My mother’s dear cousin Jean, the best friend a teenaged boy
ever had, used to stump awkwardly around her apartment out by Lake
Minnetonka and make me comfortable while she smoked non-stop and we
listened to her component stereo system good and loud, and talked
about everything. And, in her late forties, my Aunt Lettie fell in
love with a St. Paul cop, a widower, and ended up with the happiest
marriage I have ever seen. Russ, with his white crewcut and square
beefy face, would sit in his favorite chair in the house he had
built and puff on El Producto seconds (two dollars for a box of 50)
while Lettie bustled in and out of the kitchen, beaming at him.
Russ outlived Lettie by more than 20 years, long enough for me to
try one of his cigars. They were terrible.
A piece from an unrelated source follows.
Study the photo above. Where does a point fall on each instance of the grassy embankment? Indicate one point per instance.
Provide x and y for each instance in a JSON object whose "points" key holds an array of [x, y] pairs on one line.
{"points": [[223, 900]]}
The world has changed, and it’s a meaner place. Little children
who once would have gathered around a pipe smoker to say, “That
smells good” and “Daddy, why don’t you smoke a pipe?” now point
fingers and say “That stinks!” and “You’re gonna die!” Carrie
Nation and her saloon-busting hatchet are totems of historical
ridicule today. But Carrie Nation’s heirs in the anti-smoking
movement have tapped into all the same wretched excesses of
American culture — bluenosery, totalitarianism, and vandalism.
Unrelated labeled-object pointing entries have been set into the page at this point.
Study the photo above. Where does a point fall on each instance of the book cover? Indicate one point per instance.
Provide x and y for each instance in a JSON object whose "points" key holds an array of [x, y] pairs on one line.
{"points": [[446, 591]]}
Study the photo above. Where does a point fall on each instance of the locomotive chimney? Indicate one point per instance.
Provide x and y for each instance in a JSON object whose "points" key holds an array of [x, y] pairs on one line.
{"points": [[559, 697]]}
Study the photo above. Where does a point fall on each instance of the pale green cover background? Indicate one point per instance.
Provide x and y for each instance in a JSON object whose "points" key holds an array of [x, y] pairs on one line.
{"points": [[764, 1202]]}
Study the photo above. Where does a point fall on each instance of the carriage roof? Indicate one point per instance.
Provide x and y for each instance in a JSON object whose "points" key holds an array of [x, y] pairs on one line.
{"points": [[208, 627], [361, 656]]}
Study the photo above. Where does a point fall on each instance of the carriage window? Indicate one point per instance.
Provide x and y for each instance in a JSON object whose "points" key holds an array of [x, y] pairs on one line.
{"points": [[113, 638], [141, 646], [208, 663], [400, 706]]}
There is a difference, of course. Today’s Carrie Nations have used
thirty years of anti-tobacco jihadery to practice the sinister
modern techniques of the Big Lie and the Big Lawsuit.
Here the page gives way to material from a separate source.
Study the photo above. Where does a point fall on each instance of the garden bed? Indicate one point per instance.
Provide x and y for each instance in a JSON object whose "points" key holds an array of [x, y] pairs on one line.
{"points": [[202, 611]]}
Along the way, they’ve corrupted science, destroyed objective
journalism, and made the truth nothing more than a commodity.
They’ve demonized tens of millions of people and turned tens of
millions more into preening, self-righteous jerks.
And of course they’re not done. Having practiced and perfected
their techniques, they’re now casting around for new targets. Food
looms as the most likely. But there are others, lots of others.
I would say that George Orwell himself would be challenged to
describe it all. But of course he wouldn’t.